東日本大震災の爪痕が生々しく残る石巻湾は、普段ならば港湾の復旧作業で多くの船が行き交う場所である。
しかし、この日は人の気配が消え、不自然な静寂に包まれていた。
原因は宮城県道220号牡鹿半島公園線、通称コバルトラインにあった。
数日前より、自衛隊車両や大型トラックが大量の積荷を震災により通行禁止となった女川町から鮎川浜までの区間に運び込んでいた。
積荷は短距離弾道ミサイル用輸送起立発射機。石巻湾上空を眺めるように、整然と130基あまりを設置したのだ。

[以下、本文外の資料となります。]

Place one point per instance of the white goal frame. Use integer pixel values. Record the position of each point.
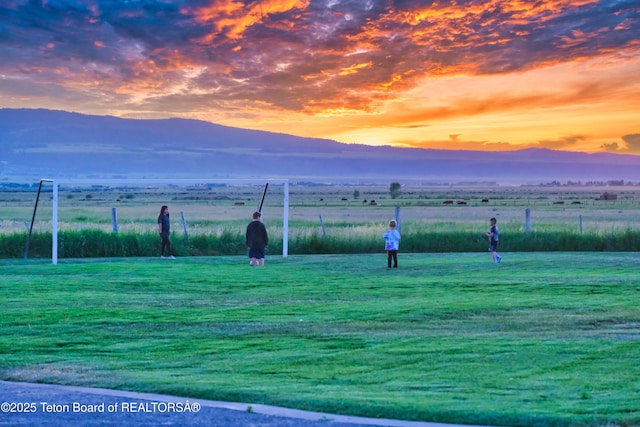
(150, 182)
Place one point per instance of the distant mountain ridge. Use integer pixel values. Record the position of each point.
(36, 143)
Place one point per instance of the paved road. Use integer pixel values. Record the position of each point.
(25, 404)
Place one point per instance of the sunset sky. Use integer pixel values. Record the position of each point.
(479, 75)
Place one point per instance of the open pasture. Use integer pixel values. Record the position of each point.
(541, 339)
(354, 209)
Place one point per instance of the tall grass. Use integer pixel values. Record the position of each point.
(92, 243)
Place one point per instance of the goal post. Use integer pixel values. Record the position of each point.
(174, 182)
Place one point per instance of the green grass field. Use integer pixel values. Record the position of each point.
(545, 339)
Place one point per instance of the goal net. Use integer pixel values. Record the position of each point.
(195, 204)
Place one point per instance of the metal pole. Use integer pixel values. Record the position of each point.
(114, 219)
(285, 220)
(54, 225)
(33, 218)
(264, 193)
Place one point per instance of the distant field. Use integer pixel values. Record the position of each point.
(229, 208)
(540, 339)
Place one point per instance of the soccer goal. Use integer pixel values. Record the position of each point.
(173, 183)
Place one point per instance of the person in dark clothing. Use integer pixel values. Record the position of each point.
(257, 240)
(164, 228)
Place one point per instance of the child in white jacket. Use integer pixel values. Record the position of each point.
(391, 243)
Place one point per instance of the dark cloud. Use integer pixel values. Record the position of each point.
(630, 145)
(304, 55)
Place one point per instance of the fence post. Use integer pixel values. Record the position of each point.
(114, 220)
(184, 225)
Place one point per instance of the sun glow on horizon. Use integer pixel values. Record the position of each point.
(494, 75)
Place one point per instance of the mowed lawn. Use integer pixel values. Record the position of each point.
(540, 339)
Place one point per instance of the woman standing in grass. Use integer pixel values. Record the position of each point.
(164, 228)
(391, 243)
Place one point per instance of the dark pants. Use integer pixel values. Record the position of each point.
(392, 255)
(166, 244)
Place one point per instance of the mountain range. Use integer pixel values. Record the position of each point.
(37, 143)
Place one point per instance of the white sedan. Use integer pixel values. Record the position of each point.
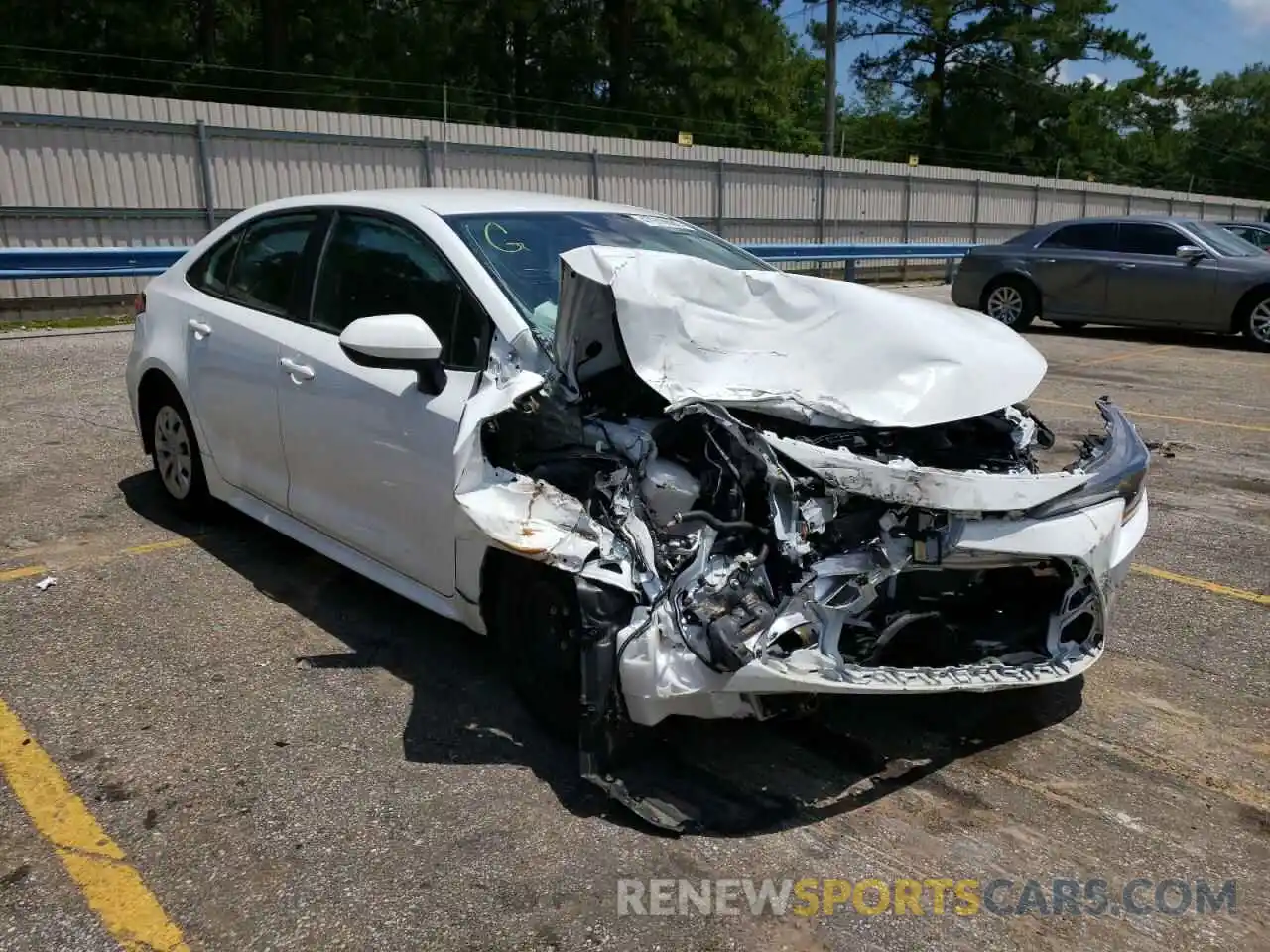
(665, 476)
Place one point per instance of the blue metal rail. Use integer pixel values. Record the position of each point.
(28, 263)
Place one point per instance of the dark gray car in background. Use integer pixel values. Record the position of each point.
(1256, 232)
(1138, 272)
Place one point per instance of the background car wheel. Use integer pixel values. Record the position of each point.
(1256, 324)
(175, 451)
(1012, 301)
(536, 626)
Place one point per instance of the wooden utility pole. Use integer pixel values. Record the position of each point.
(830, 75)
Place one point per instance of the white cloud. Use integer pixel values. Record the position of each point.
(1066, 75)
(1255, 13)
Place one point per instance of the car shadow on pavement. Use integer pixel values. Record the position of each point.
(738, 777)
(1147, 335)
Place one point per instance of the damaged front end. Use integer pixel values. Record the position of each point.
(775, 542)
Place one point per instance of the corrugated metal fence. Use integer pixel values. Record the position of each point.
(100, 169)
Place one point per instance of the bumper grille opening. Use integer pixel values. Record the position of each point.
(952, 617)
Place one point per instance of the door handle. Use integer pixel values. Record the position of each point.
(298, 371)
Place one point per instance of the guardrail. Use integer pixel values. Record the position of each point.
(30, 263)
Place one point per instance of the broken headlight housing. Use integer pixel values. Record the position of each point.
(1116, 465)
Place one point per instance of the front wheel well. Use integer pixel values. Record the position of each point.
(154, 388)
(1242, 309)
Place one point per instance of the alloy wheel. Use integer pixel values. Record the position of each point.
(173, 454)
(1006, 304)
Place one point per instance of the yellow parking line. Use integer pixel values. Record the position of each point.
(1127, 354)
(113, 888)
(1215, 588)
(1248, 426)
(159, 546)
(23, 572)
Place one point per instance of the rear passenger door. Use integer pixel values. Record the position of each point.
(370, 454)
(1071, 271)
(1151, 286)
(244, 294)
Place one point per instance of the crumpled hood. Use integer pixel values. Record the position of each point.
(808, 349)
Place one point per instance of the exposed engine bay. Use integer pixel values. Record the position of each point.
(730, 538)
(779, 534)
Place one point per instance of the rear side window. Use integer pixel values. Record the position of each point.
(211, 273)
(267, 267)
(1083, 238)
(373, 266)
(1151, 240)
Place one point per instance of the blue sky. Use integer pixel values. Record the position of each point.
(1210, 36)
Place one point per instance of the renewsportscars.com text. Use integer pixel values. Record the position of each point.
(811, 896)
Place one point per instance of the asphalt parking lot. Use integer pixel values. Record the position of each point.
(264, 752)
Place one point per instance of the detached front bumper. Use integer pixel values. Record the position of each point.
(1093, 542)
(1107, 548)
(1091, 531)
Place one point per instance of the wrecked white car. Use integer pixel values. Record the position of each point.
(674, 480)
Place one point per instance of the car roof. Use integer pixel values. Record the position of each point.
(456, 200)
(1129, 220)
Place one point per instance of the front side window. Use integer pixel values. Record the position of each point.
(1223, 241)
(373, 266)
(522, 249)
(1083, 238)
(1151, 239)
(268, 263)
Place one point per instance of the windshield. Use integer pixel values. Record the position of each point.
(1225, 243)
(522, 249)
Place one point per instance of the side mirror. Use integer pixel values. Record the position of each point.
(397, 341)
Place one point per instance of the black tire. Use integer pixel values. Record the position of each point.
(176, 454)
(1255, 322)
(536, 626)
(1012, 301)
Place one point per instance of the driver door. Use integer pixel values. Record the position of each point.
(368, 453)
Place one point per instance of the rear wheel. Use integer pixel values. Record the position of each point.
(1256, 325)
(175, 451)
(1012, 301)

いずれの架台にも直径60センチ、長さ9メートルほどの筒状の長物が取り付けられている。
イランより調達した、ファテフ110改良型である。またの名をファテフ313と呼ばれる、この短距離弾道ミサイルは最大有効射程が500キロメートルであった。
牡鹿半島を包む不自然な静寂は厳重な警戒によるものだったのだ。
輸送起立発射機の傍で暖を取る人々は異様な緊張感と狂気が綯い交ぜになり、寒さで息をするのも疎ましいと感じながらも、神経をイヤホンへと集中させていた。

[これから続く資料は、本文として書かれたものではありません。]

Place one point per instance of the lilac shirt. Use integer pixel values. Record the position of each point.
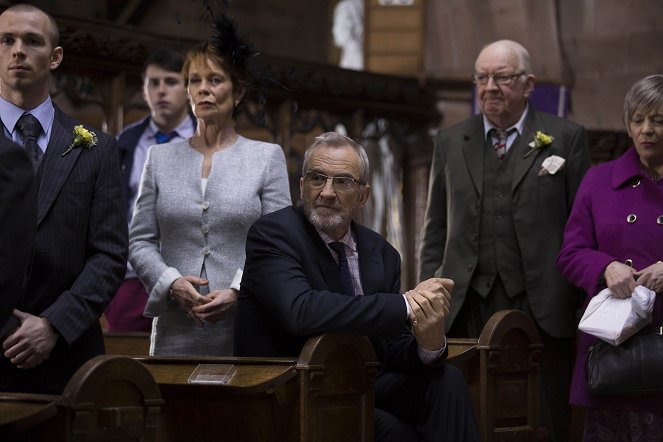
(598, 233)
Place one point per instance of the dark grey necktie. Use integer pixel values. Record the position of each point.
(163, 137)
(29, 128)
(343, 267)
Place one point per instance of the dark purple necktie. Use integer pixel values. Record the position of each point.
(343, 267)
(29, 128)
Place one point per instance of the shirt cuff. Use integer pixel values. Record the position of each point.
(157, 301)
(407, 306)
(237, 279)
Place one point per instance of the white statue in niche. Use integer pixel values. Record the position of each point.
(348, 32)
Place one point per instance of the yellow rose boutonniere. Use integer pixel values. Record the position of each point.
(82, 138)
(540, 141)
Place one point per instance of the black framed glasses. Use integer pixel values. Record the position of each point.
(499, 79)
(339, 183)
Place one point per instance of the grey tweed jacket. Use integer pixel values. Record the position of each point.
(177, 231)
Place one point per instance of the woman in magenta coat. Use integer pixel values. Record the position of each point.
(614, 239)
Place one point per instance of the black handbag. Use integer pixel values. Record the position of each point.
(634, 367)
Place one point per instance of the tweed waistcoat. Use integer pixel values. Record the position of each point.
(499, 252)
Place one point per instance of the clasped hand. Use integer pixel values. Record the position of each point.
(211, 308)
(31, 343)
(430, 302)
(622, 279)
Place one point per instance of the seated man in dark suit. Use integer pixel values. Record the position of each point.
(18, 224)
(296, 284)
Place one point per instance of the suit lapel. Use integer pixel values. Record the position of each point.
(371, 267)
(326, 264)
(54, 168)
(473, 152)
(532, 124)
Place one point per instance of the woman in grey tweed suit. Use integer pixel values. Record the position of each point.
(196, 202)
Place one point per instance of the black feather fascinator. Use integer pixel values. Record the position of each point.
(238, 53)
(225, 38)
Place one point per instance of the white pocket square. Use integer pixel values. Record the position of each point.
(551, 165)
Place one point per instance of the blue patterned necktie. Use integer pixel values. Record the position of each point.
(163, 137)
(343, 267)
(500, 143)
(29, 128)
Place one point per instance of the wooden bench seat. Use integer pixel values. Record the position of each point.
(324, 395)
(327, 394)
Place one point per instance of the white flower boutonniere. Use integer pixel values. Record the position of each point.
(540, 141)
(83, 138)
(551, 165)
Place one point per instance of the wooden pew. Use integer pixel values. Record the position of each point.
(502, 372)
(127, 343)
(324, 395)
(281, 399)
(110, 398)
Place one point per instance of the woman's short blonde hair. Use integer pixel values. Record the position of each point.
(645, 96)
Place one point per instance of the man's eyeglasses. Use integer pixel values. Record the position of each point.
(499, 79)
(339, 183)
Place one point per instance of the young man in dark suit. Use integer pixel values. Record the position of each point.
(313, 270)
(170, 120)
(80, 249)
(18, 223)
(497, 206)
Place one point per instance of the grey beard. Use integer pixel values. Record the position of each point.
(324, 223)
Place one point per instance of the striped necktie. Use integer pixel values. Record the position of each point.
(343, 267)
(163, 137)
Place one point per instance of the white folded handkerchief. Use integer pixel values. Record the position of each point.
(551, 165)
(615, 320)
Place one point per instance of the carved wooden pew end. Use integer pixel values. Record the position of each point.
(109, 398)
(502, 372)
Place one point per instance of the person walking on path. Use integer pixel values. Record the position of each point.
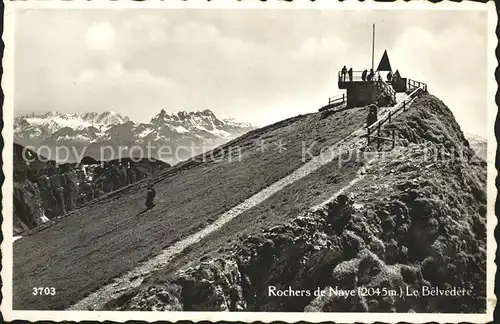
(343, 73)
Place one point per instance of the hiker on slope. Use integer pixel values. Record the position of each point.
(343, 73)
(150, 196)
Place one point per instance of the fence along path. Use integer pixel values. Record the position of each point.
(135, 276)
(417, 89)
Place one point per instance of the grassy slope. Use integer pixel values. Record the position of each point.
(424, 218)
(109, 236)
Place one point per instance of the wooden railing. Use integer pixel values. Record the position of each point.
(376, 126)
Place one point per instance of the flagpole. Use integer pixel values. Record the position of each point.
(373, 47)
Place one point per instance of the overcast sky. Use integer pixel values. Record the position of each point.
(259, 66)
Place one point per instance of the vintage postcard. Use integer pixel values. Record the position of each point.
(247, 160)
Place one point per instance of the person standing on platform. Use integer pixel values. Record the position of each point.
(343, 73)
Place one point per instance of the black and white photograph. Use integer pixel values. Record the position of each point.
(250, 162)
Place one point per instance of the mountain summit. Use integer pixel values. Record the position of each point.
(90, 131)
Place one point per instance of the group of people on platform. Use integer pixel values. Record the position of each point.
(365, 75)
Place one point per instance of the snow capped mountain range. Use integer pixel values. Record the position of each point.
(109, 128)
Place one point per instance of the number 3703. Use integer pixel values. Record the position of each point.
(44, 291)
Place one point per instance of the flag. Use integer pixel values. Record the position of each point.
(384, 64)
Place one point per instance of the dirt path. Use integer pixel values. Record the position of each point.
(134, 277)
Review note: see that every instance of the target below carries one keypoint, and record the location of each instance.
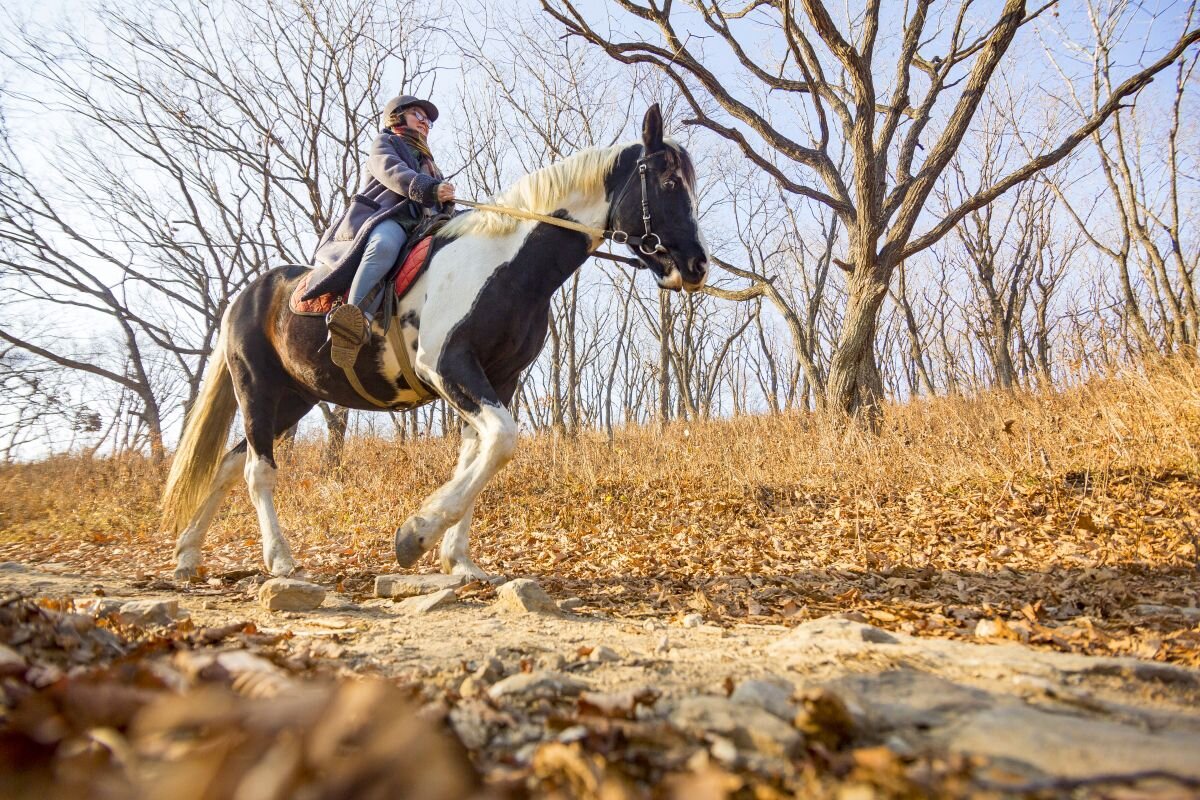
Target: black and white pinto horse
(472, 323)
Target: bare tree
(211, 142)
(841, 94)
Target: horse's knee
(503, 440)
(261, 474)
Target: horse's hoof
(282, 569)
(186, 573)
(408, 548)
(465, 567)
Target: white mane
(541, 192)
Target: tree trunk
(855, 385)
(337, 421)
(664, 358)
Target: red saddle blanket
(412, 268)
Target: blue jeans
(378, 257)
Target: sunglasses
(420, 116)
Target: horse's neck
(589, 209)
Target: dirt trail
(761, 702)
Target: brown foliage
(1055, 519)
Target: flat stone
(413, 585)
(604, 654)
(291, 595)
(748, 727)
(149, 612)
(827, 630)
(537, 684)
(425, 603)
(772, 696)
(1151, 609)
(525, 596)
(100, 606)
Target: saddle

【18時55分】の時報、そして【LAUNCH】を示す音声信号。
アラビア語で征服者の意味を有する、この短距離弾道ミサイルは轟音と白い煙を残しながら異国の空へ飛び立っていった。
発射された短距離弾道ミサイル・ファテフ110改良型は、僅か3分でいわき市上空を通過し、瞬く間に水戸、土浦、習志野を飛び越える。

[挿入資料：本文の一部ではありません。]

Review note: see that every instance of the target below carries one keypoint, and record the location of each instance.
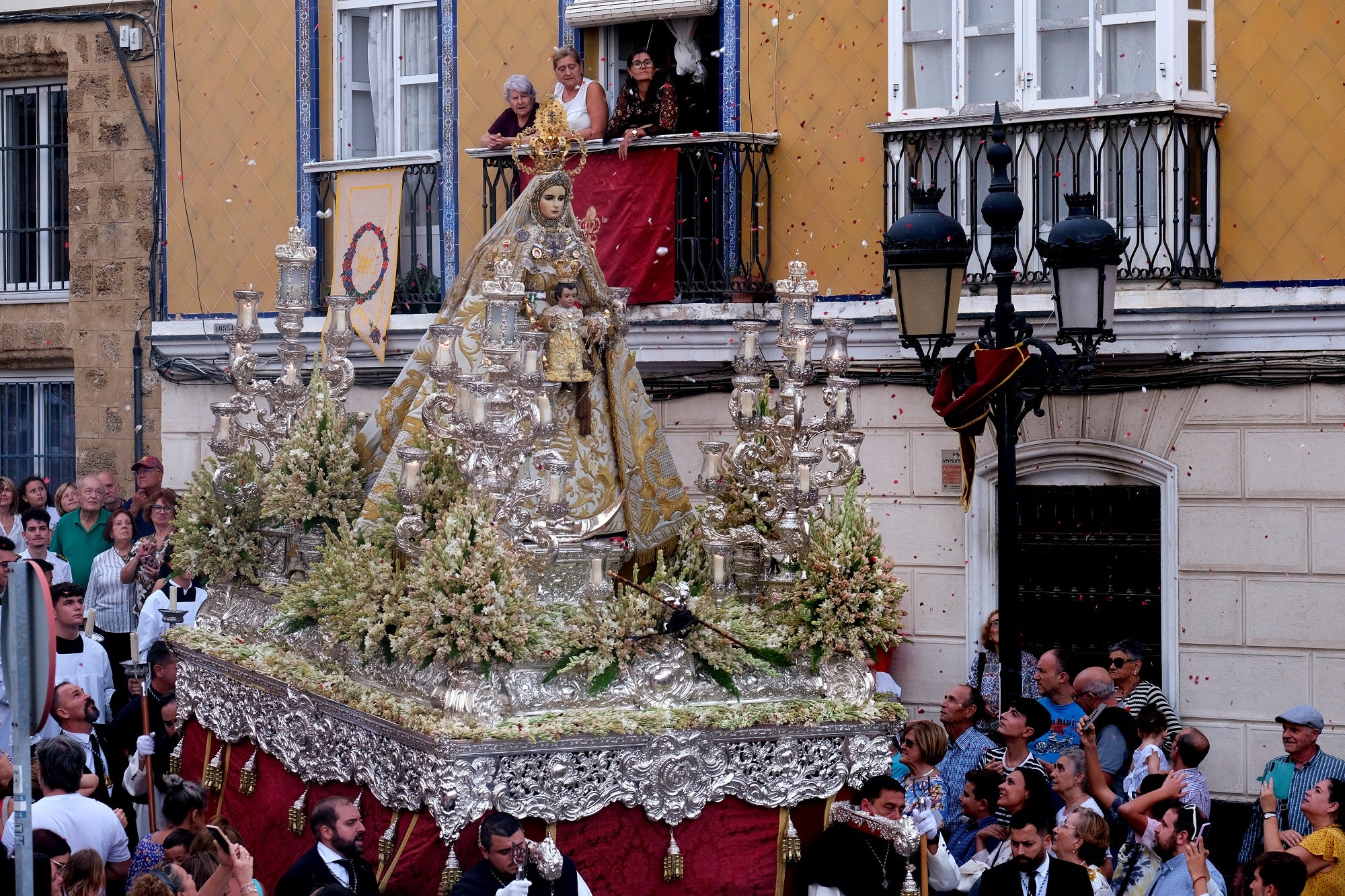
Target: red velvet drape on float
(627, 212)
(730, 850)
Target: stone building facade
(68, 346)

300キロメートルを超える道のりを数分で踏破した先陣の12発が、東京湾に浮かぶ白い光点に向かって突入した。
ファテフ110改良型の飛来に呼応して、【白く輝く騎士】の6機1組から成るシールド・ドローンが球を凹ませるように移動させる。
【白く輝く騎士】の背面放熱板が発光し、輝きが膨張した。
銀色の光の筋が生じたかと思った瞬間、シールドのポケットに入り込んだファテフ110改良型をズタズタに引き裂き、次々と爆散させていった。
連鎖して発生した衝撃波が湾岸に伝播。
港区にそびえ立つタワーマンションを飲み込み、強すぎる衝撃がガラス窓を一斉に粉砕した。